The calculation of the accrual can briefly and generally be summarised as follows: It is important to determine the value of the estate at the time the marriage is contracted, for example R1m, and the value of the estate at termination of the marriage, for example R1.5m.

The amount by which the estate has increased (in this case R500 000) is then deemed the accrual.


The same calculation must be done for the other party to the marriage. 
Say the value of the accrual (as calculated above in the other party’s estate) is R300 000. The difference in accrual between the estates of the two parties is therefore R200 000 (R500 000 less R300 000).

The party whose estate accrued by the smaller amount will then have a claim against the other party’s estate for half of the difference in accrual: therefore R100 000.

The accrual will consequently be divided equally (R300 plus R100 000 = R400 000 for the one party and R500 000 less R100 000 = R400 000 for the other party in the marriage).


Certain assets are excluded from the accrual in terms of the Matrimonial Property Act. These include, for example, the following:
  • An inheritance received during the duration of the marriage;
  • Donations made between the parties during the duration of the marriage;
  • Assets explicitly excluded in terms of the conditions of the marriage contract.
Although each marriage partner may bequeath his or her separate estate at his or her discretion, it should be borne in mind that in terms of the accrual system the other party may have a claim that will have to be finalised before the testamentary distribution can take place.

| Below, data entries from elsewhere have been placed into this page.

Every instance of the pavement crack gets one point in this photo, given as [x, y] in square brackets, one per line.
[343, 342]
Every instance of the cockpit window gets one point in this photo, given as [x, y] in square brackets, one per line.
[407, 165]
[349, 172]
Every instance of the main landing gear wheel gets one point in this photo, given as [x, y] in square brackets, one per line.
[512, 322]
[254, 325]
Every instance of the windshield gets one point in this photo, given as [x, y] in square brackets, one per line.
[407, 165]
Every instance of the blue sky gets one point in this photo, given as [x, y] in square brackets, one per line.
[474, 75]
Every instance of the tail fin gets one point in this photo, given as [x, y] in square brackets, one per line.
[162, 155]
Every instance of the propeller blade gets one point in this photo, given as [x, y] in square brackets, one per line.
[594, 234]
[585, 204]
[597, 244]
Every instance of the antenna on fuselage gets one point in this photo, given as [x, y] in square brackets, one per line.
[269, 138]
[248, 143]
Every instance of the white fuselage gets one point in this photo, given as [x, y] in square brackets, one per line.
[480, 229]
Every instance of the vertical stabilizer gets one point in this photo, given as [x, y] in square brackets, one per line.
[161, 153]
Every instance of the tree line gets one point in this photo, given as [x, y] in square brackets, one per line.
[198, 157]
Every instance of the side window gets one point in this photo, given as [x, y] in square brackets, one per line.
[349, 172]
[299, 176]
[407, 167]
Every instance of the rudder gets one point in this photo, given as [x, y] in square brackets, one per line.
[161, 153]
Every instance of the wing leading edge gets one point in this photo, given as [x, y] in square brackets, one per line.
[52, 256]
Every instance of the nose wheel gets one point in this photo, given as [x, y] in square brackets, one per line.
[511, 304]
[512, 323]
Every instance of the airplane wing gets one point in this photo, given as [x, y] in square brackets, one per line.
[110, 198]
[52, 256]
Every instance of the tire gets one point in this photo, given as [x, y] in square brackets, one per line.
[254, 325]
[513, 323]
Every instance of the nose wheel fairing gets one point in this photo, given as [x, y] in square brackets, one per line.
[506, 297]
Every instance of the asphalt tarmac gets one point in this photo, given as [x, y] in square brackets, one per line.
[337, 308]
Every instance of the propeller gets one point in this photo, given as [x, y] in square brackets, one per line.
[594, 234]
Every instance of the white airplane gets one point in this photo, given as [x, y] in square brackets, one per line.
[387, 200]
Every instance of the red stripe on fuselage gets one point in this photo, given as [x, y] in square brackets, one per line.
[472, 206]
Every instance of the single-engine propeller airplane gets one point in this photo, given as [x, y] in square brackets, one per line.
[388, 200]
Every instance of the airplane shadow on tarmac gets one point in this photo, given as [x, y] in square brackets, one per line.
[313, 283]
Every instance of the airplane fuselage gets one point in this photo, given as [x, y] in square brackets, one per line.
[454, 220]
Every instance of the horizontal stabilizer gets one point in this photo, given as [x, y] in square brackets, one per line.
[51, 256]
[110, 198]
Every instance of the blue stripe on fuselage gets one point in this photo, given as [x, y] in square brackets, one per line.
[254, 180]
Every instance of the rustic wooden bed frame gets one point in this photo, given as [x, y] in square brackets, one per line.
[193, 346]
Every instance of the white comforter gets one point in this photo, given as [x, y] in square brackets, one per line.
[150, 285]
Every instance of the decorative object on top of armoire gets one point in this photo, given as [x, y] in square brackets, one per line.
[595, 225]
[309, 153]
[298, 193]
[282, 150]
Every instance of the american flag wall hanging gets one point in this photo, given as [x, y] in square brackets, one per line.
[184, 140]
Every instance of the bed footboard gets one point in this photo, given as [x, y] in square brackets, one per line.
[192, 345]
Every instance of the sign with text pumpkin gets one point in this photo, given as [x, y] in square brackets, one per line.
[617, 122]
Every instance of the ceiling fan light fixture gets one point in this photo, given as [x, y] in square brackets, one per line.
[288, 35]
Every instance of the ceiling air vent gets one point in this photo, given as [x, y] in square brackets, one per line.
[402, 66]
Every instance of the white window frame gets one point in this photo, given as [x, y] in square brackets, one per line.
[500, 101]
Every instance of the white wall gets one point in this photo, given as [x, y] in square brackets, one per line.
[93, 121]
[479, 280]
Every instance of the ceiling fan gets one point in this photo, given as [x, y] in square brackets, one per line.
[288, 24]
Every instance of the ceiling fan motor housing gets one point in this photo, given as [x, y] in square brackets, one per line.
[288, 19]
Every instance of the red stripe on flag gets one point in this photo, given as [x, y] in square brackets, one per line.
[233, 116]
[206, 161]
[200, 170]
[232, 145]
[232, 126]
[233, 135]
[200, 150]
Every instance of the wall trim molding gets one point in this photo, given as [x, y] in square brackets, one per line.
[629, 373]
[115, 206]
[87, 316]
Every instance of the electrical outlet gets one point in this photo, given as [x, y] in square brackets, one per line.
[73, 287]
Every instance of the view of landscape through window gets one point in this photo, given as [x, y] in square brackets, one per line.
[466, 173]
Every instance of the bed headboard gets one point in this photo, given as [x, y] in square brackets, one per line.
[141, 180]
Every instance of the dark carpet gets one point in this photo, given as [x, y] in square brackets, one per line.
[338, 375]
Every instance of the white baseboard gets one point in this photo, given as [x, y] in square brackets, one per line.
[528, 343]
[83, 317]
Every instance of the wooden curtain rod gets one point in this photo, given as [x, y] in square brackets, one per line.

The legal consequences of a marriage out of community of property, with accrual can accordingly be summarised as follows: 
  • all assets and liabilities of the spouses are generally kept separate from one another and only the accrual is shared.
  • Spouses do not require each other’s consent when entering into certain transactions, as is the case in the marriage in community of property and of profit and loss.
  • The estate of the other spouse is protected from insolvency.
  • Upon death of either spouse the deceased spouse’s estate is administered, without affecting the surviving spouse’s estate. 
It is also important to note that the testator could be prevented from bequeathing his estate as he wishes if, after settlement of all claims, there are not sufficient assets or funds in his estate to carry out his wishes.

In Conclusion, while an Antenuptial Contract seems like a thorn in your side amidst all the wedding arrangements, it is a vital step in starting a marriage. It is wise to plan for the future and to make your attorney aware of what your goals are when entering into marriage where the well-being of our spouse may be affected as a result. We always pride ourselves in drafting contracts which are tailored to the exact needs of our clients.